The 40-minute desk research window
This is not diligence. It is a plausibility filter. The investor is not trying to build conviction during this phase — they are trying to identify reasons to decline quickly. Understanding what they check, and in what order, is the most practical thing a founder can do before sending a deck.
The four claim categories below account for the majority of first-pass failures. Investors rarely articulate which specific claim failed when they pass — which is why founders often do not know what to fix between pitches.

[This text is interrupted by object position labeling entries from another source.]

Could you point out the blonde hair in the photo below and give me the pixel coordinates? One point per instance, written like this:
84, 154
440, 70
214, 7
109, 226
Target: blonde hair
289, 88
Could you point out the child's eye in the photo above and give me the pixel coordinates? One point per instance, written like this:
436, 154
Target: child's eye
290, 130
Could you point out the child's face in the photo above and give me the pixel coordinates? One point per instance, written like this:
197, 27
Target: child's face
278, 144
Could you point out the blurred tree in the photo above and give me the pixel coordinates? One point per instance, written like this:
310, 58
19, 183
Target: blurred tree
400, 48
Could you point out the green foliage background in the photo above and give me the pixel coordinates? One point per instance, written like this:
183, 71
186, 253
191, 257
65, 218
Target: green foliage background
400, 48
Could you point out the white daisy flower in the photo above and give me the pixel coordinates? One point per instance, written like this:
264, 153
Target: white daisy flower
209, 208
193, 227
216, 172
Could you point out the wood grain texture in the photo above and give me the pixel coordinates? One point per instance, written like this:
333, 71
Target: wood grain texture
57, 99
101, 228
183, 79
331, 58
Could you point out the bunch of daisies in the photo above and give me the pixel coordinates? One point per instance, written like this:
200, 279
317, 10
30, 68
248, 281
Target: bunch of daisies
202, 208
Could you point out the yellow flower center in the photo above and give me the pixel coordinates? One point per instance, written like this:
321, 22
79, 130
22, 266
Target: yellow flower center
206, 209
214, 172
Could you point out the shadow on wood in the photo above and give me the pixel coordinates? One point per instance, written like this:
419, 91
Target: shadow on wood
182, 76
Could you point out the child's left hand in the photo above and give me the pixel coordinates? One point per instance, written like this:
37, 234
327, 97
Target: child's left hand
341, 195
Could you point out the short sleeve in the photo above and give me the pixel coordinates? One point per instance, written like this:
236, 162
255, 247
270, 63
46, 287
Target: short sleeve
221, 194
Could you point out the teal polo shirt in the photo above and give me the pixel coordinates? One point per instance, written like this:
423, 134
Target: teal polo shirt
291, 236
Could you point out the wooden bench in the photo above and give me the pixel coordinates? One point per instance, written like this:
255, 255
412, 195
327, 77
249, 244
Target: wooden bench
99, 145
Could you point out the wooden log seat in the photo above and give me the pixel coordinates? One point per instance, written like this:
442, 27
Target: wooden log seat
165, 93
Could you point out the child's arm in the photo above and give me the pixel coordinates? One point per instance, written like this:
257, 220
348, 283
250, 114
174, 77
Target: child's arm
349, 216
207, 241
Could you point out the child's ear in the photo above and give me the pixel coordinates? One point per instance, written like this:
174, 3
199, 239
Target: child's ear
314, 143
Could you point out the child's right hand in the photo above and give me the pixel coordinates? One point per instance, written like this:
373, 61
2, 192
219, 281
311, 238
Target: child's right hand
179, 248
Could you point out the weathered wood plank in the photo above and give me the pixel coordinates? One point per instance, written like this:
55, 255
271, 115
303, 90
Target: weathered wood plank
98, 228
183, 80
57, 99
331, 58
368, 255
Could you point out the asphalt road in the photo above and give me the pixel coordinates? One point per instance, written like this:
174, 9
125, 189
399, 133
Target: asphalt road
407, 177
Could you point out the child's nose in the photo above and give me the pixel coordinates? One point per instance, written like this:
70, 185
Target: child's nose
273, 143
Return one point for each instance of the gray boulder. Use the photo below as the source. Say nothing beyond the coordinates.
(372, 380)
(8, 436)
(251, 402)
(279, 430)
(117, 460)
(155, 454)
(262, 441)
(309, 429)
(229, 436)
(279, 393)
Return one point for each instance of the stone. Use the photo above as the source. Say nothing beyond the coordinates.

The four claims investors check first
Market size (TAM)
The first number cross-referenced. Investors check whether the TAM figure traces to a credible source and whether it was calculated bottom-up or cited from a press release. Top-down figures from analyst firms are treated as directional at best — bottom-up calculations are significantly more persuasive.
Traction metrics
MRR, ARR, user counts, or growth rates are verified for internal consistency. A claimed £50k MRR from a 3-person team with no visible job postings and low web traffic fails the plausibility check. Investors triangulate traction claims against headcount, job history, and traffic data before accepting them.
Unit economics
CAC, LTV, and payback period are checked against industry benchmarks for the described channel. A CAC that is implausibly low for the claimed acquisition strategy — for example, a CAC of £5 via paid social for an enterprise SaaS product — will fail immediately. Investors compare stated unit economics to comparable companies in their portfolio or deal history.
Competitive landscape
Investors search for direct competitors not mentioned in the deck. A pitch that claims “there are no direct competitors” or omits a well-funded competitor that raised in the last 18 months signals that the founder has not done sufficient market research — or has done it and chosen not to disclose. Either is a reason to pass.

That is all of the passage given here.